Wednesday, October 25, 2006

What might have been

In answer to a correspondent:

Rom 8:17-25 is an allusion to the fall in general and the curse in particular (Gen 3:17-19), with a patina of Ecclesiastes.

I take that to mean at least a couple of things:

1. Due to the fall, mankind has been unable to fully or properly implement the cultural mandate (Gen 1:28; Ps 8). In that respect, the subhuman creation has failed to realize its appointed end.

2. Man is subject to aging, disease, and death.

As to your other (related) question:

1. I think of natural "disasters" as intrinsic goods and extrinsic evils.

2. I have no exegetical or scientific reason to believe that floods, wildfires, earthquakes, volcanoes, cyclones, or tidal waves are a result of the fall and/or the flood.
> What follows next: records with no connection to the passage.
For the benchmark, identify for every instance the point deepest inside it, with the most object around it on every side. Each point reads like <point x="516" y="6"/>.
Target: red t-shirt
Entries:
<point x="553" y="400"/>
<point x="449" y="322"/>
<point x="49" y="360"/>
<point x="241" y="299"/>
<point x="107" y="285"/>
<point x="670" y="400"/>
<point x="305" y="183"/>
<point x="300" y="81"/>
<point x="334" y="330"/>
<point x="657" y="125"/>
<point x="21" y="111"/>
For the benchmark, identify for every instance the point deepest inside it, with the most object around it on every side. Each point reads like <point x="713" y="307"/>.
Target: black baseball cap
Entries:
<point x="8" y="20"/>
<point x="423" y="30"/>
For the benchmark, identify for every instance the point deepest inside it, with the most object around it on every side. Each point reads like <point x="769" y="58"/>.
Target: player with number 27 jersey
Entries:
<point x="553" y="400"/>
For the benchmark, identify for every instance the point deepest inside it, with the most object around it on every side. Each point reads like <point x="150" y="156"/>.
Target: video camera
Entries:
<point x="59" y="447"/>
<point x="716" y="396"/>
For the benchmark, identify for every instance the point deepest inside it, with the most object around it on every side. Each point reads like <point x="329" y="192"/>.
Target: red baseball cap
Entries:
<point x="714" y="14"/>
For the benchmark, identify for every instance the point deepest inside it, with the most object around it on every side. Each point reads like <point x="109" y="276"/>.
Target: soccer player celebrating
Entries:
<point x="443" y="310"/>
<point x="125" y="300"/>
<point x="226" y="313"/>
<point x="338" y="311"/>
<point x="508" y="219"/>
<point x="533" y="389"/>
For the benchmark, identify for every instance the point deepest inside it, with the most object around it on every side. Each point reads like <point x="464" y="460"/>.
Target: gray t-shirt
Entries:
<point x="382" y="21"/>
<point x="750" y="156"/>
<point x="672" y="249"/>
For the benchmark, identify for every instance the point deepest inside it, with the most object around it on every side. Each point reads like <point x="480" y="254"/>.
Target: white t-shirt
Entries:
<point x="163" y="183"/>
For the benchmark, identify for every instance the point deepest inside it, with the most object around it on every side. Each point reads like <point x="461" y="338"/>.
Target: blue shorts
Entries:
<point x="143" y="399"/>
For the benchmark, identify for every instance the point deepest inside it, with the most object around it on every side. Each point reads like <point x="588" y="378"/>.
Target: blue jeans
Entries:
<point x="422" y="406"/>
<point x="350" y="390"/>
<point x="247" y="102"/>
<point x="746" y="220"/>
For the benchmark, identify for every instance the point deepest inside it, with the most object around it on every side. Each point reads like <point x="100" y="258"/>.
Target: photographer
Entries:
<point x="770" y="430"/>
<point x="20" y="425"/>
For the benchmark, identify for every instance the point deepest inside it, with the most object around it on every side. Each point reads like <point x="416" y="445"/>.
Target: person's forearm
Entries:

3. I have no scientific reason for supposing that there would or could be alternative mechanisms for regulating the forces of nature.
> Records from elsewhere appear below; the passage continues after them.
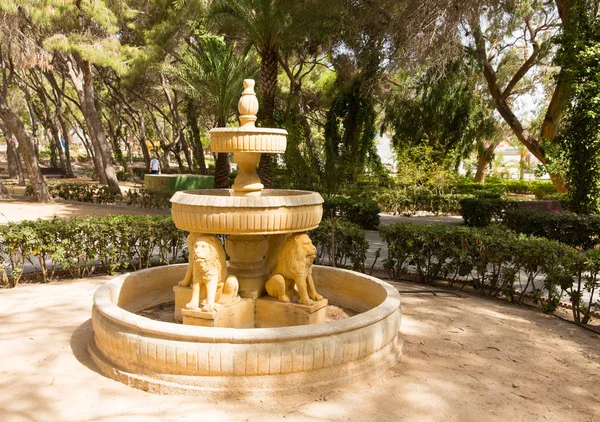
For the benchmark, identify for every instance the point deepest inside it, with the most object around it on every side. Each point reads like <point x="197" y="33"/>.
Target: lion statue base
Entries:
<point x="294" y="269"/>
<point x="207" y="274"/>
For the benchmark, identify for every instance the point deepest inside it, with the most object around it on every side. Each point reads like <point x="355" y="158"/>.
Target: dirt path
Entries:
<point x="465" y="359"/>
<point x="13" y="210"/>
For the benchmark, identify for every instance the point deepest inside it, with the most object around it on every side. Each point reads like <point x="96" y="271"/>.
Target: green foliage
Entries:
<point x="344" y="241"/>
<point x="349" y="139"/>
<point x="360" y="211"/>
<point x="493" y="260"/>
<point x="444" y="113"/>
<point x="78" y="247"/>
<point x="151" y="199"/>
<point x="81" y="192"/>
<point x="580" y="231"/>
<point x="481" y="212"/>
<point x="579" y="137"/>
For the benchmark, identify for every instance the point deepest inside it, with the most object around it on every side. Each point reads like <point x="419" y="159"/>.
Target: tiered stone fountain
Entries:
<point x="256" y="322"/>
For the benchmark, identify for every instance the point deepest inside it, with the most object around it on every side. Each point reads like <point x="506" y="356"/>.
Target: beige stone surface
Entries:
<point x="239" y="314"/>
<point x="270" y="312"/>
<point x="465" y="359"/>
<point x="207" y="274"/>
<point x="219" y="211"/>
<point x="292" y="275"/>
<point x="171" y="358"/>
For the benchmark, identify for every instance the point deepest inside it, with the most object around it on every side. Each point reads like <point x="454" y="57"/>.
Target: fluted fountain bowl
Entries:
<point x="219" y="211"/>
<point x="248" y="139"/>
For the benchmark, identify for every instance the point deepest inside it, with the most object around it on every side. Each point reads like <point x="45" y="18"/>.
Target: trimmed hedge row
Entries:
<point x="80" y="246"/>
<point x="82" y="192"/>
<point x="350" y="244"/>
<point x="481" y="212"/>
<point x="361" y="211"/>
<point x="579" y="231"/>
<point x="492" y="260"/>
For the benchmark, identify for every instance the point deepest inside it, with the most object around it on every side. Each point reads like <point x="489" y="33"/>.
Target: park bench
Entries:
<point x="550" y="206"/>
<point x="53" y="172"/>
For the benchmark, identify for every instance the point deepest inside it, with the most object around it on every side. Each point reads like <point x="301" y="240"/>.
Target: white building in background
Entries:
<point x="508" y="159"/>
<point x="384" y="150"/>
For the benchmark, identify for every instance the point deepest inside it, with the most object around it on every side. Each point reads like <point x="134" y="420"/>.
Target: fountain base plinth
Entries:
<point x="270" y="312"/>
<point x="236" y="315"/>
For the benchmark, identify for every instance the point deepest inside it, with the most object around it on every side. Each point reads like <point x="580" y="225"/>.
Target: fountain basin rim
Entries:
<point x="249" y="130"/>
<point x="224" y="198"/>
<point x="109" y="309"/>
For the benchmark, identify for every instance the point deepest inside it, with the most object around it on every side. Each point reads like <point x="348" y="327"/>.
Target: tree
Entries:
<point x="537" y="22"/>
<point x="579" y="137"/>
<point x="213" y="70"/>
<point x="18" y="49"/>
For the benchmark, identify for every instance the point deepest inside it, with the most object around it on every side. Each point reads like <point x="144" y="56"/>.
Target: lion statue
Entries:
<point x="207" y="273"/>
<point x="294" y="266"/>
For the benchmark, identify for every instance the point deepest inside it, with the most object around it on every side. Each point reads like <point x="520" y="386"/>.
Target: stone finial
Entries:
<point x="248" y="104"/>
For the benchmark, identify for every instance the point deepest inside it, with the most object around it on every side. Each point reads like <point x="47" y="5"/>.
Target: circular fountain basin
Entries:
<point x="219" y="211"/>
<point x="248" y="139"/>
<point x="170" y="358"/>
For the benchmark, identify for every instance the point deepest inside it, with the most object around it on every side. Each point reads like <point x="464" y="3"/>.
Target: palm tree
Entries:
<point x="263" y="24"/>
<point x="212" y="70"/>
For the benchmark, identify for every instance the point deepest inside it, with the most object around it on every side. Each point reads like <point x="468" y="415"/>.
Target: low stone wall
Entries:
<point x="172" y="358"/>
<point x="177" y="182"/>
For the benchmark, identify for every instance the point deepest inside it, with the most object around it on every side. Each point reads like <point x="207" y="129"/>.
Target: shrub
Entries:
<point x="349" y="243"/>
<point x="491" y="259"/>
<point x="79" y="246"/>
<point x="151" y="199"/>
<point x="81" y="192"/>
<point x="361" y="211"/>
<point x="481" y="212"/>
<point x="580" y="231"/>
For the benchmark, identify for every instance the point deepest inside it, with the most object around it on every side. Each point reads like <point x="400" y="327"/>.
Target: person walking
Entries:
<point x="154" y="166"/>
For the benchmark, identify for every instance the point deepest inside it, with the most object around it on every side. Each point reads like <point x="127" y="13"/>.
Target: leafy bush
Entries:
<point x="580" y="231"/>
<point x="81" y="192"/>
<point x="481" y="212"/>
<point x="151" y="199"/>
<point x="349" y="243"/>
<point x="79" y="246"/>
<point x="492" y="260"/>
<point x="361" y="211"/>
<point x="396" y="201"/>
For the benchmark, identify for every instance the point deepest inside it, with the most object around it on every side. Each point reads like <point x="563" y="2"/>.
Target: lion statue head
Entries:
<point x="207" y="253"/>
<point x="296" y="256"/>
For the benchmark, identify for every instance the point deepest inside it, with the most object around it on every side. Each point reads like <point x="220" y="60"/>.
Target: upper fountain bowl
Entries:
<point x="248" y="139"/>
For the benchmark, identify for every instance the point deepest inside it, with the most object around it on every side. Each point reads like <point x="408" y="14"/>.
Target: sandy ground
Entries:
<point x="13" y="210"/>
<point x="465" y="359"/>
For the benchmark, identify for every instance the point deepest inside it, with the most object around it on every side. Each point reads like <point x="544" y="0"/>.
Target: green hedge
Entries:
<point x="80" y="245"/>
<point x="151" y="199"/>
<point x="81" y="192"/>
<point x="580" y="231"/>
<point x="361" y="211"/>
<point x="493" y="260"/>
<point x="350" y="244"/>
<point x="481" y="212"/>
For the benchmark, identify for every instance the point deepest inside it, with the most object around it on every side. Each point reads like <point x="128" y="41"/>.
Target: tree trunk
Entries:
<point x="553" y="115"/>
<point x="15" y="168"/>
<point x="142" y="138"/>
<point x="268" y="87"/>
<point x="82" y="77"/>
<point x="485" y="155"/>
<point x="192" y="120"/>
<point x="14" y="125"/>
<point x="67" y="137"/>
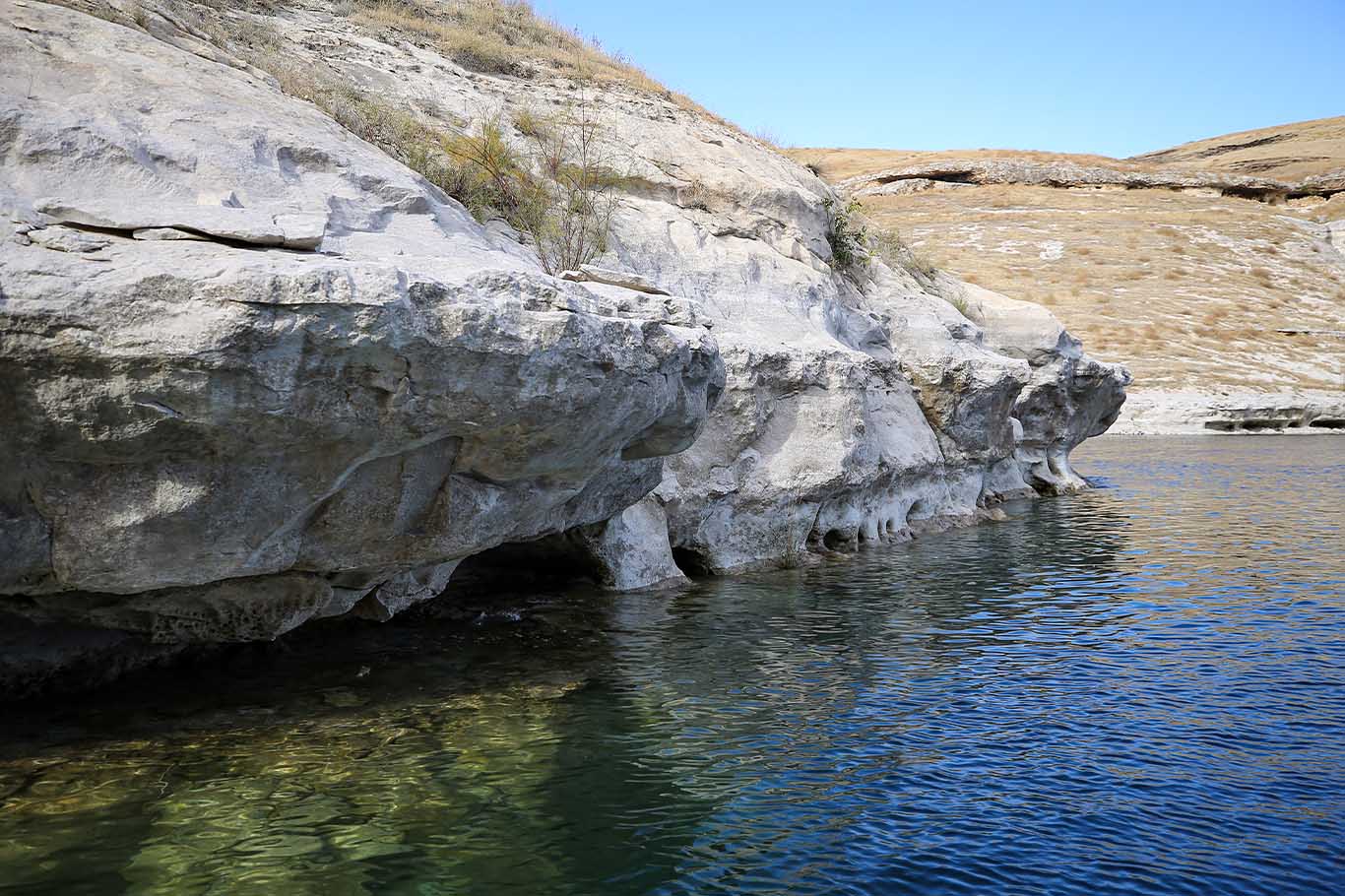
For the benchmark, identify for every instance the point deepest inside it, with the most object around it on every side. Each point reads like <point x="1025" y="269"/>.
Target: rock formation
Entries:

4. And even if there were, that would involve such a far-reaching alteration of the world as we know it that I have no firm idea of what such a proposition actually entails.

I don't simply mean a world without natural disasters, but the underlying conditions which give rise to natural disasters.

For example, what would be involved in a world without mudslides? The absence of precipitation? The suspension of gravity? A change in the atomic bond?

As a Calvinist I have a healthy respect for second-causes, even though these are not all-encompassing.

A couple of general preliminaries:

1.As I indicated before, The Genesis Flood established the modern paradigm for flood geology. This has been modified in various ways by the next generation, but that tends to supply the point of reference.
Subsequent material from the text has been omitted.